The Dark Knight

July 30th, 2008 by Potato

I really, really liked The Dark Knight. If you want a gritty superhero movie, it really doesn’t get any better. On some level I did miss the Joker flourishes: this Joker was very utilitarian, with detonators that were little more than circuit boards with keys, bombs that were just drums of gasoline with car batteries and TNT, grenades that were right off the shelf. There were no smiley faces, no canned laughter… but all in all, a really excellent movie in my opinion. I don’t know what else to say since just about every other review has already sung the Dark Knight’s praises; I can’t really add to that.

Spoiler warning!

Orson Scott Card also liked it, but I have to wonder if maybe one of us is remembering the movie wrong or if they sent a different version to Canada.

“There are two key moments in the film where the Joker poses terrible choices. First is the time when he puts Batman’s true love, Rachel Dawes (Maggie Gyllenhaal), and her new love, Harvey Dent (Aaron Eckhart), in another [sic]. Both are tied up, surrounded by explosives. Batman has just enough time to save one of them, but not both.

We are deliberately not told — perhaps even misled — about which one Batman is rushing to save. It is assumed — because of the romantic conventions of American movies and comic books and western culture — that he will save the girl.

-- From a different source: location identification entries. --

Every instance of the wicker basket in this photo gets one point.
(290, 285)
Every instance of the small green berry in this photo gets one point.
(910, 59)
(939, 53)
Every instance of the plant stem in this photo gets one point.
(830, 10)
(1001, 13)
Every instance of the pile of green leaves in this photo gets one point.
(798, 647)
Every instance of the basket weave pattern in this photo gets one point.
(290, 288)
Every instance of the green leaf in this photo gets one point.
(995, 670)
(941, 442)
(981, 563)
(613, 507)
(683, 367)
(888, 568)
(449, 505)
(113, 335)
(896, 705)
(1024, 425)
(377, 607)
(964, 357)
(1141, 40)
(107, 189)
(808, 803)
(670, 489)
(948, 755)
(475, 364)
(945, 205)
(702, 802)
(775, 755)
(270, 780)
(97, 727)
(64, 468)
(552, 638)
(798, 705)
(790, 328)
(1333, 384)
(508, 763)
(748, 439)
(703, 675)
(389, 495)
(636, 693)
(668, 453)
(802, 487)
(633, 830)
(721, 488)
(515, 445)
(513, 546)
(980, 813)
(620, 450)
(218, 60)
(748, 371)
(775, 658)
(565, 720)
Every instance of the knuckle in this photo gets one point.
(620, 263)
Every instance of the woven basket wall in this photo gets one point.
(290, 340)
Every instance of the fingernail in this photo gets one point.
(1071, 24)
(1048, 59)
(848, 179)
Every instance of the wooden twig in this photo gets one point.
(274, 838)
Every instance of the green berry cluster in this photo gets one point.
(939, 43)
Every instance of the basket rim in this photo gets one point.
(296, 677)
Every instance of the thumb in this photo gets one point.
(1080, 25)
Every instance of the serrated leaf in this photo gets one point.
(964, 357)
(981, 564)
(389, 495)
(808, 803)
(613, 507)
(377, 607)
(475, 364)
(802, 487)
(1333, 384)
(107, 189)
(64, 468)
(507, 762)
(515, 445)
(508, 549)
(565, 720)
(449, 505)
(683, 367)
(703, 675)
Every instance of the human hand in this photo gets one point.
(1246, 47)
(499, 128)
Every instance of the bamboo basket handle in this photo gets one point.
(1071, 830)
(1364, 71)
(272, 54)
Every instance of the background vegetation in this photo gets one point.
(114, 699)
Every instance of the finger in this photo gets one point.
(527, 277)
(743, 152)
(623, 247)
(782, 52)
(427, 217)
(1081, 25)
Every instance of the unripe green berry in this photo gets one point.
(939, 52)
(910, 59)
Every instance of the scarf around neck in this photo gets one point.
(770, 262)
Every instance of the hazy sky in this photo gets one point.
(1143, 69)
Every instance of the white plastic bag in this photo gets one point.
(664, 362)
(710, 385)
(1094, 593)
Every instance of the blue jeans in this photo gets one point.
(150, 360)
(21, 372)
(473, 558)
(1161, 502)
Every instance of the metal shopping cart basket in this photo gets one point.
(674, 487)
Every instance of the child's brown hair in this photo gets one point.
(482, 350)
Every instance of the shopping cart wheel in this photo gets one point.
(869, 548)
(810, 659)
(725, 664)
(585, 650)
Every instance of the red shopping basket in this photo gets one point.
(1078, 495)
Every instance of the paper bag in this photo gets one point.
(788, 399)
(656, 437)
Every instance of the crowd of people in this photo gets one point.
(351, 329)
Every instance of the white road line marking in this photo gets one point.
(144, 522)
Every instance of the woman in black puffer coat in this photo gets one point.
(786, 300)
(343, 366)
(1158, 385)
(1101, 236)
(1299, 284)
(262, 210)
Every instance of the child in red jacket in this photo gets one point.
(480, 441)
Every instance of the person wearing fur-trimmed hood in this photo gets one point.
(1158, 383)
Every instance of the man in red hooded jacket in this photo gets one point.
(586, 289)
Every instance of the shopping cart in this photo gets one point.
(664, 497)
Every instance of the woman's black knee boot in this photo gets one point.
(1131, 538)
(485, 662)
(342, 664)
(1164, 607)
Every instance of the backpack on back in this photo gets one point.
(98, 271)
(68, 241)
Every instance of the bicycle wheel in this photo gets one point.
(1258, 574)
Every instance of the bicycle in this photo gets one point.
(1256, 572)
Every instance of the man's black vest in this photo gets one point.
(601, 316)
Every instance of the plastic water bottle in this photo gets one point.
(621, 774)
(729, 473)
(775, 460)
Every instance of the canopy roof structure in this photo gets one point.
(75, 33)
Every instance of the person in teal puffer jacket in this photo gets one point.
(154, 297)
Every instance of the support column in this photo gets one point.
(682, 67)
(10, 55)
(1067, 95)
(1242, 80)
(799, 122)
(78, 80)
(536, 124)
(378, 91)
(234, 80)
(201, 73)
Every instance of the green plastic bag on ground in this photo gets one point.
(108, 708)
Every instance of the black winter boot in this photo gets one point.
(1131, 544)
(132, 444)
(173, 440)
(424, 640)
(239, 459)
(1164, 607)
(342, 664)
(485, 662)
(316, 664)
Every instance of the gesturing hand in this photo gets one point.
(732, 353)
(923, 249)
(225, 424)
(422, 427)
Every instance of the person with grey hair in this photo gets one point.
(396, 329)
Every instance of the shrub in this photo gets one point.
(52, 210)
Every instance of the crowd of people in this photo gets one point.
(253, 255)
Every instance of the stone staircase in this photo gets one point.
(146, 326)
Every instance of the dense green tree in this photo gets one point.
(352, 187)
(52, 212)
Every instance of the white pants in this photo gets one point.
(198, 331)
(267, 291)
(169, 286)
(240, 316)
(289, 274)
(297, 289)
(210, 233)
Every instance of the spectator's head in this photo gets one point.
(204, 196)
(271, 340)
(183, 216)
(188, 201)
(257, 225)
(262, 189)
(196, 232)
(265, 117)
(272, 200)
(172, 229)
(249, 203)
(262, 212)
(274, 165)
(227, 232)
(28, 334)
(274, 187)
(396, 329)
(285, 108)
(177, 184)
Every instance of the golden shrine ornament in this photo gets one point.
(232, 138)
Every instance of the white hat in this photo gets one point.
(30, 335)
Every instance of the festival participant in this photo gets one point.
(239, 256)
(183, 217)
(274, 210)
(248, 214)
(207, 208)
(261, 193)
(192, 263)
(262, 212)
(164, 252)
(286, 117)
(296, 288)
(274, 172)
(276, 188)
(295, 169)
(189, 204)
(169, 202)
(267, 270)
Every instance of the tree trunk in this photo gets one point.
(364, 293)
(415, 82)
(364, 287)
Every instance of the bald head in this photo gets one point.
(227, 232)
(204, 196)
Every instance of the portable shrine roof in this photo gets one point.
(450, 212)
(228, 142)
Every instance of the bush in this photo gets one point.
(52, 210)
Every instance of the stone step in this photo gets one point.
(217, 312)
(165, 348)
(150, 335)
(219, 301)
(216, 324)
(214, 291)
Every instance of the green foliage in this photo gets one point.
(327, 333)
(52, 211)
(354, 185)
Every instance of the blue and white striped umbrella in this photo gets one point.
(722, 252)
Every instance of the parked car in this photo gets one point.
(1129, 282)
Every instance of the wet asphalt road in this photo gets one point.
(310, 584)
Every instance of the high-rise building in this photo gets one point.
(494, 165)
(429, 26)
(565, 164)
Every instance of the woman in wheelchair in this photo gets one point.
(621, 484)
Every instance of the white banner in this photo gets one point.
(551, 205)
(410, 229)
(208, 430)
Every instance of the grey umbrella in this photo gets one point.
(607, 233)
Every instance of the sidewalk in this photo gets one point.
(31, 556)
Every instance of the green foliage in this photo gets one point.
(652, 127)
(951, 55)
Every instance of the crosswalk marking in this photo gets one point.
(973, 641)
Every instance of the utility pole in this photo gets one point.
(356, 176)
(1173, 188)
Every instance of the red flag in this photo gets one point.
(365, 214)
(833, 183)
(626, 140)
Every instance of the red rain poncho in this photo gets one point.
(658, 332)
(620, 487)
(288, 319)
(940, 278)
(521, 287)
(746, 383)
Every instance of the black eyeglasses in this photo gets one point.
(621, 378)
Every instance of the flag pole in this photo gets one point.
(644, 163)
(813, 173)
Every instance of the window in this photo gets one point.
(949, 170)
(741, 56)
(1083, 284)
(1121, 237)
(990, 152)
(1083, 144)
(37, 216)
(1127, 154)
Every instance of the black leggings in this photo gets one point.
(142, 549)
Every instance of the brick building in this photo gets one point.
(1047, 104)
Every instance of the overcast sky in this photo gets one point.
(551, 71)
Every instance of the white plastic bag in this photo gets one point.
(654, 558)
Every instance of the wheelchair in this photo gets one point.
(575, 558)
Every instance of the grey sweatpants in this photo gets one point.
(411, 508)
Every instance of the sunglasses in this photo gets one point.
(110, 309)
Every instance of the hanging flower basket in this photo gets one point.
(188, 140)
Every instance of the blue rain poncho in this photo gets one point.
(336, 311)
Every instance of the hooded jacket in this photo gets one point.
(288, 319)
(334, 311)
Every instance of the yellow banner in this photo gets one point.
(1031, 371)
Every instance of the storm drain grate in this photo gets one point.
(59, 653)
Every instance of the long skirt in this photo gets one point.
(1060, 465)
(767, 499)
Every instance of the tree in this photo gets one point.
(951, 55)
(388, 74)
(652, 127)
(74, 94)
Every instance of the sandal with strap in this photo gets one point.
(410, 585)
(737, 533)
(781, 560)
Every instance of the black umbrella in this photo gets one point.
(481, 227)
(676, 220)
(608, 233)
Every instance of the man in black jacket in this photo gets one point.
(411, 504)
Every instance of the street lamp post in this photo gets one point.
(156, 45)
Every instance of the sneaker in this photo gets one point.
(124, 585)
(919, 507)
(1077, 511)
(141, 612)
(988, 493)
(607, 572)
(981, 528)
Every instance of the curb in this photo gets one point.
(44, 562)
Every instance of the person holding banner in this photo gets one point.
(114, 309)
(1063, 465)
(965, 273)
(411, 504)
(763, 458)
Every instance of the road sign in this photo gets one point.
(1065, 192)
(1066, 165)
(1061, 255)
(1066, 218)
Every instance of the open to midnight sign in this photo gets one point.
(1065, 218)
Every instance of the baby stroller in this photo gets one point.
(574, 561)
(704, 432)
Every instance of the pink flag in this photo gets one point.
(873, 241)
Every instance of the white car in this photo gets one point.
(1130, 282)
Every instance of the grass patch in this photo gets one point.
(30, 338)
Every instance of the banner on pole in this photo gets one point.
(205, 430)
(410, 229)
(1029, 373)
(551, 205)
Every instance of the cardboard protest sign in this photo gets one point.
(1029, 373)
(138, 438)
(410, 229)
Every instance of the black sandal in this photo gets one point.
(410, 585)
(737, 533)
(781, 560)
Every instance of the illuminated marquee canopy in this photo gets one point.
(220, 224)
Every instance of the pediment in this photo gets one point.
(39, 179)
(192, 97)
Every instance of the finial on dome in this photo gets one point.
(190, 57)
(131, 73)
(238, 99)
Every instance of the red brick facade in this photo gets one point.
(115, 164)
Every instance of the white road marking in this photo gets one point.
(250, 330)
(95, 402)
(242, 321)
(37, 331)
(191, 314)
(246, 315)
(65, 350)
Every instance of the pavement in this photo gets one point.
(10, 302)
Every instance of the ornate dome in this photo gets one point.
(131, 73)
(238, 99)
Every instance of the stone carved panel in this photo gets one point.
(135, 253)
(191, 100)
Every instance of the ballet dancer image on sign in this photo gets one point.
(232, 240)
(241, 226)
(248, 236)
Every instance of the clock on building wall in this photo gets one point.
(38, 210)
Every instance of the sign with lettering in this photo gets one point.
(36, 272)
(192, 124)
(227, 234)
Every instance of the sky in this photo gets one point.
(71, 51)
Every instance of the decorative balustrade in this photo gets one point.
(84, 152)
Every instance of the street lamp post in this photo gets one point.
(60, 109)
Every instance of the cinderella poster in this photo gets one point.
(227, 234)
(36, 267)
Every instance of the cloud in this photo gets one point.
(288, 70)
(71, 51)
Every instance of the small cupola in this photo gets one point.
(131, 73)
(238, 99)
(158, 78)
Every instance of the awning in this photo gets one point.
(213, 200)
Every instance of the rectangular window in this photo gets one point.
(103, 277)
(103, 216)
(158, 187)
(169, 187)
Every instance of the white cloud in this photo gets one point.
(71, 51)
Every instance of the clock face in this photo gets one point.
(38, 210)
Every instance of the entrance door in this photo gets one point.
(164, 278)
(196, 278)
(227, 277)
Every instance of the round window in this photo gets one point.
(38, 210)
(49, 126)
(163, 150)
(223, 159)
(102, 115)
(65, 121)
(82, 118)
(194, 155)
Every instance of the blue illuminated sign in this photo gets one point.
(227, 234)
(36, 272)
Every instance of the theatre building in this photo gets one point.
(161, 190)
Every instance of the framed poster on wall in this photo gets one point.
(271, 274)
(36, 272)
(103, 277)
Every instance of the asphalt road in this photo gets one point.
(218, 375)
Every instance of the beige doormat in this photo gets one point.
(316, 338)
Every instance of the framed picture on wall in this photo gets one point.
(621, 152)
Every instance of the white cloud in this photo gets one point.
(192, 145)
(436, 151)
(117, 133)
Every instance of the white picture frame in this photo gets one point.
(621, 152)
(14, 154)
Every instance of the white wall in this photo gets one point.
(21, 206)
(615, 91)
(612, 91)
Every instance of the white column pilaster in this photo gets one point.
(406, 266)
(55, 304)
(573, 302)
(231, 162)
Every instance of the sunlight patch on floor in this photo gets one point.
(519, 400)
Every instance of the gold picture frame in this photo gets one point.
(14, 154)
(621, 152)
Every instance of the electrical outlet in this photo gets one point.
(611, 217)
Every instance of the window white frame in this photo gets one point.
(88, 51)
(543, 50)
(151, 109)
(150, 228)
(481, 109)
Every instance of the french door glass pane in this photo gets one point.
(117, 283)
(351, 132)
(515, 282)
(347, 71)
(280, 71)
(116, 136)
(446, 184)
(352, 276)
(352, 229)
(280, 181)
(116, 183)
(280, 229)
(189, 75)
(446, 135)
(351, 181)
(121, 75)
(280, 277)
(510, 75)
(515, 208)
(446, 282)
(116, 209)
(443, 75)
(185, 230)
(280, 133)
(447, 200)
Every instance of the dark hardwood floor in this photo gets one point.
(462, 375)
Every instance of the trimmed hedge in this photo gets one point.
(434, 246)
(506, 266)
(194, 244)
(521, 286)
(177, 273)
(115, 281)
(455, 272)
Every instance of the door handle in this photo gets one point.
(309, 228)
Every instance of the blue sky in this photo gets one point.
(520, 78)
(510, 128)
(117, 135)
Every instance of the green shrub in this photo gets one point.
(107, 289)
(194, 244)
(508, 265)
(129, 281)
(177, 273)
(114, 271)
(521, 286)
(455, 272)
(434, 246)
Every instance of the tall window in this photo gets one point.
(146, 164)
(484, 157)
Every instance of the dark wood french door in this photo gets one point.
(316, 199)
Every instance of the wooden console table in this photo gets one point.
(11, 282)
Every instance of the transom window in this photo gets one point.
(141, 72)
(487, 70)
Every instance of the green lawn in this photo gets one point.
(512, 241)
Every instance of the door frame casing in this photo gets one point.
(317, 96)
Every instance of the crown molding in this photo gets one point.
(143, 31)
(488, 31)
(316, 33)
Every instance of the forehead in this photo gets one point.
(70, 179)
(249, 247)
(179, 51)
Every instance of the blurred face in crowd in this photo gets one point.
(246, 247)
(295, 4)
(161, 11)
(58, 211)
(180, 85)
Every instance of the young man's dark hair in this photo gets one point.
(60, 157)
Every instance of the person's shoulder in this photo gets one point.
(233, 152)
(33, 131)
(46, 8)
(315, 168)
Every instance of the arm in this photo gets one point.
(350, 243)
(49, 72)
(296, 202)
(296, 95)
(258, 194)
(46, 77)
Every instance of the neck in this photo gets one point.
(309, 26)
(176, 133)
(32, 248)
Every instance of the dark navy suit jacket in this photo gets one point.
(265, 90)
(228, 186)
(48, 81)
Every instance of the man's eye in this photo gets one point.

But it has been established that Batman believes that Harvey Dent is a true hero, vital to the survival of Gotham City as a civil society. So his choice is, at least in his mind, between saving the city and saving the love of his life.

He chooses the city.

And this is the morally right choice. It is exactly the choice that parents make when they send their children off to war, or into the police force or the fire department. If anything, the love of parents for children is greater than the love mates have for each other. Yet, when the needs of the overall society — the city, the nation — require it, parents make the choice to permit it, even to honor and embrace letting their children go into harm’s way. “

You know, that’s a lovely analysis and all… but as I remember it, we were told that Batman was going to save Rachel. He grumbled to Gordon “Rachel” and Gordon yelled to the other cops “We’ve got Dent!” and then Batman was surprised to find Harvey Dent at the building he arrived at. It was this switcheroo that added to the tension for the boat scene — would the Joker switch the detonators again, so that if the citizens did try to blow up the criminals, they’d just end up sinking themselves? The switch was part of the Joker’s whole “break the rules” thing. Even when the rules are terrible (kill this dude, or I blow up a hospital; choose which one dies), people can get used to rules, to not panic as much even though it may cost them their life one day. So the Joker sets up his terrible choices and devious scenarios, and then breaks the rules anyway. He makes Batman choose between Harvey and Rachel, but switches the addresses. He threatens to blow up a hospital unless a lawyer is killed — but even though the guy wasn’t killed, it sure looked to me like he was going to blow it up anyway, since at no point did we see him check to see if the deed was done. He warned people not to take the bridges or the tunnels, but it was the ferries that were rigged to blow.